Plus que jamais, le Canada vient de faire du Québec une société distincte. Et dans le même temps, le Canada refuse des visas à des comédiens rwandais invités au Festival de théâtre des Amériques tout en protégeant sous son sein chaud, à Québec, un criminel hutu ayant appelé au génocide des Tutsis. Et qui défend ce type ? Le pitre Guy Bertrand, l’un des nouveaux prêtres du Canada fédéral packing. Aujourd’hui, le Canada me donne mal au cœur.

L’approche québécoise

Laissez-moi vous raconter l’histoire de ce « jeune contrevenant » que j’ai beaucoup cotoyé dans la mienne, de jeunesse, un jeune ayant eu affaire à la justice du Québec des années 70. Comme tant d’autres, il avait commis, avec ses chums, certains larcins après une ou deux bières prises dans des bars qui ne demandaient pas les cartes et après quelques joints. De sorte qu’un matin, l’un de ses ex-entraîneurs au hockey avait sonné chez ses parents. L’ex-entraîneur était avec un collègue de travail; ils portaient uniformes et casquettes et ce n’était point des facteurs.

Il était tôt et le jeune ami n’avait pas discuté avec les policiers, trop pressé qu’il était de quitter le foyer familial avant que son père ne sorte de la douche. Il prit donc place à l’arrière de la voiture bleue et blanche et fut reconduit au poste par ses deux chauffeurs, après avoir cueilli deux autres chums au passage.

Arrivés, ils retrouvèrent trois ou quatre autres membres du « réseau démantelé ». C’est ainsi que les appelaient les nouvelles à la radio depuis le matin. Et comme aucun de la gang n’était ni dans l’autobus, ni à l’école ce matin-là, l’équation fut facile à faire… Bref !

Assis dans le hall d’accueil, dans l’attente de son « entrevue », il blêmit en voyant se stationner la voiture de son père. Une fois celui-ci à ses côtés, il fut surpris d’entendre : « je ne t’accablerai pas, je vais essayer de te comprendre ». Il rencontra ensuite Grégoire Mercier, le policier-éducateur.
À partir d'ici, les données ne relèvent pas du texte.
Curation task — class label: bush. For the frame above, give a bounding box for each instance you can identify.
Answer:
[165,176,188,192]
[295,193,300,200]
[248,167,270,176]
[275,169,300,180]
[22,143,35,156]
Puis, toujours avec ses chums, plus chums que jamais, il avait passé les différentes étapes de la « cour juvénile » : procès à huis-clos, agent de probation — qui lui souriait chaque fois que le jeune le repérait dans sa « filature » —, rentrée à la maison avant dix heures tous les soirs, retour devant le juge et fin de l’histoire.

Puis, il avait décidé de s’amuser autrement. Car c’était bien de cela qu’il s’agissait. Et qu’il s’agit toujours dans 95 % des cas de criminalité chez les jeunes. Mais cela, encore faut-il être en mesure de le comprendre…

Ce jeune et tous ses chums font aujourd’hui partie des statistiques de la non-récidive. Ils ont tous fait leur chemin et pris des tournures différentes. Sans doute qu’aucun d’entre eux n’est riche aujourd’hui, mais aucun d’entre eux n’a de passé « criminel » autre que celui dont je vous ai entretenu.

Lui, mon jeune, je le croise encore souvent. En fait, il est toujours mon chum et est toujours rebelle un brin. Il a mûri, ne s’est pas trop assagi, a pris du poids — le poids de son âge, dit-il — et il a deux enfants.

Et aujourd’hui, le Canada lui donne mal au cœur.